The most purely horrifying horror movie ever made, Tobe Hooper's The Texas Chain Saw Massacre still remains as
disturbing, suspenseful and shattering as the day it first saw the light of a drive-in screen. Its "plot" is textbook modern
American folk tale--a vanload of kids wander off the road in rural Texas and trespass on the wrong farm, where they are murdered
by a family of degenerates who used to work in the local slaughterhouse but now ply their bloody trade on passing people.

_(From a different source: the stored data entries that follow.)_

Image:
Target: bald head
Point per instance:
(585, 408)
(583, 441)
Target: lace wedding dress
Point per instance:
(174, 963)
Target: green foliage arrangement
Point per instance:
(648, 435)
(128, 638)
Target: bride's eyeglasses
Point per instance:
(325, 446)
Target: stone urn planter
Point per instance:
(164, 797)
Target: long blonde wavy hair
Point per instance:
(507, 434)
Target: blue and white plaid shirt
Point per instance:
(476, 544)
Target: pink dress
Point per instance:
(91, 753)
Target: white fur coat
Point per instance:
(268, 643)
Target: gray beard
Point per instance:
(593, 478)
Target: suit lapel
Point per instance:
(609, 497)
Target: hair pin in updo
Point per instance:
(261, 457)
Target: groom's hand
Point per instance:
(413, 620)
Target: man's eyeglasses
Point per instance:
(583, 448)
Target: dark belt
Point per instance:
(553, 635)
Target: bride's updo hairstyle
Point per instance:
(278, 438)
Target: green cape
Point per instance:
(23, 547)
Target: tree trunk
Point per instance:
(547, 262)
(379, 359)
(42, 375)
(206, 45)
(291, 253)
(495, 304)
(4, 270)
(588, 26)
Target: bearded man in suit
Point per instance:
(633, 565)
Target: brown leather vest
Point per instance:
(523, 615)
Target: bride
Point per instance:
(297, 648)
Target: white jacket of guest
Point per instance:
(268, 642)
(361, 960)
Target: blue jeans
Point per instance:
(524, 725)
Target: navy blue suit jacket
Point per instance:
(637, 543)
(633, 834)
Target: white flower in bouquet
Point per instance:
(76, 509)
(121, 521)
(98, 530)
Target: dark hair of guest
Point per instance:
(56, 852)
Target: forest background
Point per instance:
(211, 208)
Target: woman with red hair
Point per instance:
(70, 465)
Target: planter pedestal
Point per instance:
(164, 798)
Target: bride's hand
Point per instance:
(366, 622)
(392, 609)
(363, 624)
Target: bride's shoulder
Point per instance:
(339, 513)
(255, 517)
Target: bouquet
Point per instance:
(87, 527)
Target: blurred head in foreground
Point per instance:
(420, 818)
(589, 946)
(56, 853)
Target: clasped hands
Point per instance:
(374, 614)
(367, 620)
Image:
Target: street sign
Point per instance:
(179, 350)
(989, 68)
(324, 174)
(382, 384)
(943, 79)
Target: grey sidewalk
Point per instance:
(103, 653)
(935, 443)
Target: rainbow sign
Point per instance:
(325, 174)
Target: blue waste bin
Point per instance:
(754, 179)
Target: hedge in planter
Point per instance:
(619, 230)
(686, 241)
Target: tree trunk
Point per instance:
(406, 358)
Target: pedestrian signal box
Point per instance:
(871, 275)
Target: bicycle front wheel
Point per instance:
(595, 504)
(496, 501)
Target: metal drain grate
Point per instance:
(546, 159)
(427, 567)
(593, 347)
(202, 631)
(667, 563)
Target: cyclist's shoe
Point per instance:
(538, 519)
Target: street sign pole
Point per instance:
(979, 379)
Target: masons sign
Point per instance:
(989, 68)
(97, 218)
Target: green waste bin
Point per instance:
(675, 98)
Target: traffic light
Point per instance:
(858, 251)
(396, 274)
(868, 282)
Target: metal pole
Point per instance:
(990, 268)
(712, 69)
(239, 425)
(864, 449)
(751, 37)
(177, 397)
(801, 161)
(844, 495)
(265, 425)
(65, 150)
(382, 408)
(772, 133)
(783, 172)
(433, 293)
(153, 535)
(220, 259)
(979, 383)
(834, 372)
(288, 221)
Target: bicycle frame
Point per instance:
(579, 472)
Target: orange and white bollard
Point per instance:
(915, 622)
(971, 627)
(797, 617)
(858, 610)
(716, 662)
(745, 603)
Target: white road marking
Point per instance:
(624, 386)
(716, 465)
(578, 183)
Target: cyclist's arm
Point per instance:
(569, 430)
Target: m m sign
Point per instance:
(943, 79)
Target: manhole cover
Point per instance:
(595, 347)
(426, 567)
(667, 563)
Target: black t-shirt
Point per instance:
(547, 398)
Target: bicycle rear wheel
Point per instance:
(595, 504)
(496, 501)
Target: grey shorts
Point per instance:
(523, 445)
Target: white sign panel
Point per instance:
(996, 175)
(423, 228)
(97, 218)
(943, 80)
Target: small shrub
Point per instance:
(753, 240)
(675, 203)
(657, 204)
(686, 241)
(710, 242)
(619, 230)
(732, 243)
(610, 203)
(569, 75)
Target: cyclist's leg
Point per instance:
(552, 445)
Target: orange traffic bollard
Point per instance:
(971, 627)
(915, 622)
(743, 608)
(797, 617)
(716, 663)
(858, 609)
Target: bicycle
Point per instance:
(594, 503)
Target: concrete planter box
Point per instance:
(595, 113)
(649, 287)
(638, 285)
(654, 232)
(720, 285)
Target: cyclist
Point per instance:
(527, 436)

From the first images--a corpse wired to a grave, close-ups of sunspots, a dead armadillo in the road--the film goes all out
to show you the uncomfortable. Horror scenes are staged with unforgettable force, using the soundtrack as much as the (oddly
restrained) visuals to batter you senseless, but Hooper fills the film with unsettling details that register on the corner
of the eye. The horror house, where human and animal bones are used in the furniture and a fat chicken is cooped in a canary
cage, is a truly nightmarish locale, and the maniacs all have unpleasant but credible tics. Unlike The Exorcist, which
tried to make horror play with a mass audience, this is a picture for the hard-core crowd: it has an absurdist lack of meaning
as horrific as any "message" could be and is never less than totally committed to scaring you witless.